اِنَّ الَّذِیۡنَ فَرَّقُوۡا دِیۡنَہُمۡ وَ کَانُوۡا شِیَعًا لَّسۡتَ مِنۡہُمۡ فِیۡ شَیۡءٍ ؕ اِنَّمَاۤ اَمۡرُہُمۡ اِلَی اللّٰہِ ثُمَّ یُنَبِّئُہُمۡ بِمَا کَانُوۡا یَفۡعَلُوۡنَ ﴿۹۵۱﴾
Innal lazieena farraqoe dieenahoem wa kaanoe shieya'allasta mienhoem fiee shaiyy'; iennamaaa amroehoem ielallaahie soemma yoenabbie'oehoem biemaa kaanoe yaf'aloen
6:159 Voorzeker, (wat betreft) degenen die hun religie opsplitsen en die daardoor sekten worden, daarin heb jij (Mohammed) geen enkel inbreng. Hun kwestie ligt bij Allah alleen. Hij zal hen informeren over hun daden.

مَنۡ جَآءَ بِالۡحَسَنَۃِ فَلَہٗ عَشۡرُ اَمۡثَالِہَا ۚ وَ مَنۡ جَآءَ بِالسَّیِّئَۃِ فَلَا یُجۡزٰۤی اِلَّا مِثۡلَہَا وَ ہُمۡ لَا یُظۡلَمُوۡنَ ﴿۰۶۱﴾
Man djaaa'a bielhasanatie falahoe 'ashroe amsaaliehaa wa man djaaa'a biessaiyie'atie falaa yoedjzaaa iellaa mieslahaa wa hoem laa yoezlamoen
6:160 Wie een goede daad verrichte, dan is er tien maal het gelijke (in beloning) ervan. En wie een slechte daad verrichte, dan zal hij slechts vergolden worden met het gelijke (aan straf) ervan. En zij zullen niet worden misdaan.

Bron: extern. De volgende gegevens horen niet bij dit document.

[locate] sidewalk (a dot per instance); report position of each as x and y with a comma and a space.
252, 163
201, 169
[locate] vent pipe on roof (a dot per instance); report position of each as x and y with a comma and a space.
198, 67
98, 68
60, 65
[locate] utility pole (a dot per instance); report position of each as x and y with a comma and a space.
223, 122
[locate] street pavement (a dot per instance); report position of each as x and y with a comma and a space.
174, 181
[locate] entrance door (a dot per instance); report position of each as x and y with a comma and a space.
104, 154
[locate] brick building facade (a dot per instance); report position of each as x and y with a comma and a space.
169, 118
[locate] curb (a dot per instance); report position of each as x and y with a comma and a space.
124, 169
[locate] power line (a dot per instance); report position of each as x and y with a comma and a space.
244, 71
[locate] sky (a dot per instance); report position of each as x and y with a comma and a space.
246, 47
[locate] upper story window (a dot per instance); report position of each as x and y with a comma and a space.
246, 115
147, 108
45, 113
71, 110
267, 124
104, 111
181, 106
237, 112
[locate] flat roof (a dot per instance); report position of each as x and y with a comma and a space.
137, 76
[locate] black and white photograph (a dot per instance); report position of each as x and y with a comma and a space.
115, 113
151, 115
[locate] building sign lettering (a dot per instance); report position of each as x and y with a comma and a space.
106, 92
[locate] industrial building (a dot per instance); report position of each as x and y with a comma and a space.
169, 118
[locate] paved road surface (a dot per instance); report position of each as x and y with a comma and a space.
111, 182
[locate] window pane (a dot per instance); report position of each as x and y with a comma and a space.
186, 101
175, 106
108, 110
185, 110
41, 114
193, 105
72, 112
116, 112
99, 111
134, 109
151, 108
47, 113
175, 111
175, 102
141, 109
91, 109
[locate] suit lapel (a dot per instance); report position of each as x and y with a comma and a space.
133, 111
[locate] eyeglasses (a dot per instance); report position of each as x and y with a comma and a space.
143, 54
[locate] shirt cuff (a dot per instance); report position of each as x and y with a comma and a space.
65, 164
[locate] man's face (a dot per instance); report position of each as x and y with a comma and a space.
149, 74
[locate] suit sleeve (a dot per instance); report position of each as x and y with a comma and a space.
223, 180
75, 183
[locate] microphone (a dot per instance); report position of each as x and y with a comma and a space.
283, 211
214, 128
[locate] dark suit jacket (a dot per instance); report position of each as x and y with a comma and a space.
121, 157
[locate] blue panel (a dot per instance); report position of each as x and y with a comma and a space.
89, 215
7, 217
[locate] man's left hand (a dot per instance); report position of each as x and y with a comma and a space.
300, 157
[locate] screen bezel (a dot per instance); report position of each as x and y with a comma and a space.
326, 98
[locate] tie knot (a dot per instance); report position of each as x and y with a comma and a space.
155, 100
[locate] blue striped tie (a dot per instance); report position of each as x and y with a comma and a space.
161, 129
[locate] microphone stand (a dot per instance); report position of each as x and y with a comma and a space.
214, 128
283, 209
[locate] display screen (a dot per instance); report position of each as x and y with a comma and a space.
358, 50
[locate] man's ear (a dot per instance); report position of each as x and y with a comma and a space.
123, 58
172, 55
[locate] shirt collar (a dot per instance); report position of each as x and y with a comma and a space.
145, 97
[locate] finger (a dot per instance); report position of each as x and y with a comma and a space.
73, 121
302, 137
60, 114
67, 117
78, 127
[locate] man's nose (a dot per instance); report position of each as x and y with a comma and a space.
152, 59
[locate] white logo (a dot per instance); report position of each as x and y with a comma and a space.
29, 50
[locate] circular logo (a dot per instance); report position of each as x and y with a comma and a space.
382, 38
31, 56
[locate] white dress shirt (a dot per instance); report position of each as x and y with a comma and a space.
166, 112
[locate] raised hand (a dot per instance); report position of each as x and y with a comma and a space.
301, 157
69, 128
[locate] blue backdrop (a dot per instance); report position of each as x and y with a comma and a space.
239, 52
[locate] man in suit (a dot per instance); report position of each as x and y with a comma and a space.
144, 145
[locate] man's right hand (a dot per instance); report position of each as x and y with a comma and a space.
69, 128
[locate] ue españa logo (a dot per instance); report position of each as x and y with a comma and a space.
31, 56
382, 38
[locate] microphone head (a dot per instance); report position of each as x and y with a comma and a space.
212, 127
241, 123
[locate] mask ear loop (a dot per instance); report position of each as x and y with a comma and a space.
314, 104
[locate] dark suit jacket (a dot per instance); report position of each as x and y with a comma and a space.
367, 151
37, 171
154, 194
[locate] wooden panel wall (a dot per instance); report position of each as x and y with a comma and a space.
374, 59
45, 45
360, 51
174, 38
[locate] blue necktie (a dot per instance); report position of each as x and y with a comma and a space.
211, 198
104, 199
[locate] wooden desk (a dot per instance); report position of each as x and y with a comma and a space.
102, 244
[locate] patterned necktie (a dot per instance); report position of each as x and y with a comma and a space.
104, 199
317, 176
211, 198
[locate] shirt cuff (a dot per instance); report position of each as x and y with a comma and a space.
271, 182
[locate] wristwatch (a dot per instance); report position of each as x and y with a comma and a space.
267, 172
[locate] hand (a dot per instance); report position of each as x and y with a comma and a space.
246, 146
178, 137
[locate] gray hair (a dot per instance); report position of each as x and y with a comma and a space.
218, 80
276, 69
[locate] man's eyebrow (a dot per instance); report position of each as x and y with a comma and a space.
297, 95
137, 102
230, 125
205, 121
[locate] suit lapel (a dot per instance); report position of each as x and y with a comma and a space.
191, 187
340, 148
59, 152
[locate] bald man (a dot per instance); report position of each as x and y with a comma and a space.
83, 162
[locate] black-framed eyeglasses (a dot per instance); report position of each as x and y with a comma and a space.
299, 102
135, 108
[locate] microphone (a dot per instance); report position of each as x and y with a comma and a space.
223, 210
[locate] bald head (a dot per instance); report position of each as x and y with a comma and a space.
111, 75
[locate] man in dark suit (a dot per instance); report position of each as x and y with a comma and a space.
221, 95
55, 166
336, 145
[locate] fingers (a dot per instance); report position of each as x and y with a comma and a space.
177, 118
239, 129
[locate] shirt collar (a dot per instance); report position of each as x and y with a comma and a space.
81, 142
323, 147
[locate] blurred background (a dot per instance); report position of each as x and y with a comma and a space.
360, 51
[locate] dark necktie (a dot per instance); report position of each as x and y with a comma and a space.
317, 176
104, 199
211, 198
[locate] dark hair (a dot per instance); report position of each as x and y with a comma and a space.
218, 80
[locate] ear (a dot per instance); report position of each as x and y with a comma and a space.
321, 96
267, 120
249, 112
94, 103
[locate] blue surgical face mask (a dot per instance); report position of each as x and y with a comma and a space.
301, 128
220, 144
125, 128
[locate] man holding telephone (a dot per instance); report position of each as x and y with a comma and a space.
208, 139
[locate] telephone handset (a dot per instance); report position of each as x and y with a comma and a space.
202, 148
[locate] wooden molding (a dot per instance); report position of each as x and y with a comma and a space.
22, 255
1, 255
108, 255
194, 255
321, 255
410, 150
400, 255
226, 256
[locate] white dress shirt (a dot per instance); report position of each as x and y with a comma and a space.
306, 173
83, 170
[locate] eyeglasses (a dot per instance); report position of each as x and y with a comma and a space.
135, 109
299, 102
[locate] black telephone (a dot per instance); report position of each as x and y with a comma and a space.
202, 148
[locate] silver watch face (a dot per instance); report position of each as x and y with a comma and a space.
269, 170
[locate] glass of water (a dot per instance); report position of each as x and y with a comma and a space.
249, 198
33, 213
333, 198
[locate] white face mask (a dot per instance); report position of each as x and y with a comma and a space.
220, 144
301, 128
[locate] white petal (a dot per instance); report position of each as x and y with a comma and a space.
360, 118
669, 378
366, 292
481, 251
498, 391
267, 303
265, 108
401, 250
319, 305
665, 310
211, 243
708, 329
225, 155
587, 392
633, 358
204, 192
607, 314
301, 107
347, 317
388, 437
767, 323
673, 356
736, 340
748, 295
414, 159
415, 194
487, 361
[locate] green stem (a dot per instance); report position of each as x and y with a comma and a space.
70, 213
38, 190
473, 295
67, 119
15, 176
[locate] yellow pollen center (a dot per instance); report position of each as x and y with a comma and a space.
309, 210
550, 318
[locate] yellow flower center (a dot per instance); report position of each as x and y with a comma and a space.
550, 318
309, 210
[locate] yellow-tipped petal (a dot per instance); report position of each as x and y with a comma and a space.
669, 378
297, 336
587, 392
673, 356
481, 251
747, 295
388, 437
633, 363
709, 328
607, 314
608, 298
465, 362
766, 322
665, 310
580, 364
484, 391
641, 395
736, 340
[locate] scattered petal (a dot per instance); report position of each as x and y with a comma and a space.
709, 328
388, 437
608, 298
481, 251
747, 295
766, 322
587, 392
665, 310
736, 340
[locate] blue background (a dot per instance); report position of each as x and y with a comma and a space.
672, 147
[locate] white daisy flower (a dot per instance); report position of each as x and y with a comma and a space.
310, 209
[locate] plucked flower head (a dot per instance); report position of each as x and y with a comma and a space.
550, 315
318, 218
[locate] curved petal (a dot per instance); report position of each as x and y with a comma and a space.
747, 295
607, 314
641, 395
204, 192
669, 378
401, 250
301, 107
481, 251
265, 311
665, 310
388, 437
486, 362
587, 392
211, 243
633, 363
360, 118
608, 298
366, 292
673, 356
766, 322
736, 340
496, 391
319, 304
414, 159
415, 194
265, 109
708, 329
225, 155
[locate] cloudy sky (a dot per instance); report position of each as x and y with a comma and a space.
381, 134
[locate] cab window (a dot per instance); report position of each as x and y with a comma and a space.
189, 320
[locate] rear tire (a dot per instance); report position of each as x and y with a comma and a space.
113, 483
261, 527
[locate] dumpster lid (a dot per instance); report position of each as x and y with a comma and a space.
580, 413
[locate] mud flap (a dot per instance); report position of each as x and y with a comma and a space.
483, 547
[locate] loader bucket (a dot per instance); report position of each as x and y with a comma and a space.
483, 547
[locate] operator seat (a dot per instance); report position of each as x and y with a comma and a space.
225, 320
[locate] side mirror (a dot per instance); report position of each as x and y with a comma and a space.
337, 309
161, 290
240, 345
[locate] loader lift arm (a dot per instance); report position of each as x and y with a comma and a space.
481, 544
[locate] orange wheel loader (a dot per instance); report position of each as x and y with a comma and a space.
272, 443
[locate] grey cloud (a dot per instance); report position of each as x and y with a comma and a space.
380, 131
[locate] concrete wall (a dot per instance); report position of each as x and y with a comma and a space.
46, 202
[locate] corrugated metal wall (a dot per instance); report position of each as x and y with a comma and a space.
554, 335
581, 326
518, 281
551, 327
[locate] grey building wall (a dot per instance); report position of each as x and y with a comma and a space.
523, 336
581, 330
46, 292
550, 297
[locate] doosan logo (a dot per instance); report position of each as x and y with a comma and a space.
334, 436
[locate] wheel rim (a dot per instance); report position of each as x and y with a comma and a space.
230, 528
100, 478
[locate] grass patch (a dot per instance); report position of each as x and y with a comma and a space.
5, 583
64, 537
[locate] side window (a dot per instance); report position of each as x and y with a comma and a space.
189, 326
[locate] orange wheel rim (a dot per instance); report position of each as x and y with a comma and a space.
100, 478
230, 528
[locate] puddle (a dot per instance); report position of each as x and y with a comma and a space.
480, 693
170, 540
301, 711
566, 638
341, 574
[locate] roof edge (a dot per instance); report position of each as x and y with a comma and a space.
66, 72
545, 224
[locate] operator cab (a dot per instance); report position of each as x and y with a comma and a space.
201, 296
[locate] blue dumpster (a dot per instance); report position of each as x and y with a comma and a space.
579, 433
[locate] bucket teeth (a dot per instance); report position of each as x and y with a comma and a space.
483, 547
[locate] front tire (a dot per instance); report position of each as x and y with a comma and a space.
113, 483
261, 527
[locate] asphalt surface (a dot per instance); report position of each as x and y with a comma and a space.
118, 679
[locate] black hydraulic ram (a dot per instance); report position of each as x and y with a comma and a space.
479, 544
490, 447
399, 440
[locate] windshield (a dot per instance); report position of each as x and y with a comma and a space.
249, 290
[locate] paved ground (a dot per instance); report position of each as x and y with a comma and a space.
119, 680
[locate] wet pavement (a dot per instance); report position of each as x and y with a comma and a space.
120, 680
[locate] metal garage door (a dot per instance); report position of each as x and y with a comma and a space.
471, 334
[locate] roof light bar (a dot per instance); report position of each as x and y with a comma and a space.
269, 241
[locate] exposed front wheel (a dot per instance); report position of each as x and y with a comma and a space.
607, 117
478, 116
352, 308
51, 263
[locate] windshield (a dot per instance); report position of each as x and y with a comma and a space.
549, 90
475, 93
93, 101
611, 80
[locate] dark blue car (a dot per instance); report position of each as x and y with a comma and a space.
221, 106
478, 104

قُلۡ اِنَّنِیۡ ہَدٰىنِیۡ رَبِّیۡۤ اِلٰی صِرَاطٍ مُّسۡتَقِیۡمٍ ۬ۚ دِیۡنًا قِیَمًا مِّلَّۃَ اِبۡرٰہِیۡمَ حَنِیۡفًا ۚ وَ مَا کَانَ مِنَ الۡمُشۡرِکِیۡنَ ﴿۱۶۱﴾
Qoel iennaniee hadaaniee Rabbieee ielaa Sieraatiem Moestaqieemien dieenan qieyamam Miellata Ibraahieema hanieefaa; wa maa kaana mienal moeshriekieen
6:161 Zeg: "Voorzeker, wat mij betreft, Mijn Heer heeft mij naar een recht pad geleid, (een pad van) een rechtvaardige levenswijze, de geloofsopvatting van Ibrahiem, een pure monotheïst en niet behorend tot de polytheïsten."

قُلۡ اِنَّ صَلَاتِیۡ وَ نُسُکِیۡ وَ مَحۡیَایَ وَ مَمَاتِیۡ لِلّٰہِ رَبِّ الۡعٰلَمِیۡنَ ﴿۲۶۱﴾
Qoel ienna Salaatiee wa noesoekiee wa mahyaaya wa mamaatiee liellaahie Rabbiel 'aalamieen
6:162 Zeg: "Voorzeker, mijn 'salaat', mijn aanbidding, mijn leven en mijn dood zijn voor Allah, Heer der werelden."

لَا شَرِیۡکَ لَہٗ ۚ وَ بِذٰلِکَ اُمِرۡتُ وَ اَنَا اَوَّلُ الۡمُسۡلِمِیۡنَ ﴿۳۶۱﴾
Laa sharieeka lahoe wa biezaalieka oemiertoe wa ana awwaloel moesliemieen
6:163 Geen partners voor Hem! En met dat, ben ik opgedragen (om het te verkondigen). En ik ben de eerste die zich aan Hem overgeeft (van deze Ummah/gemeenschap)."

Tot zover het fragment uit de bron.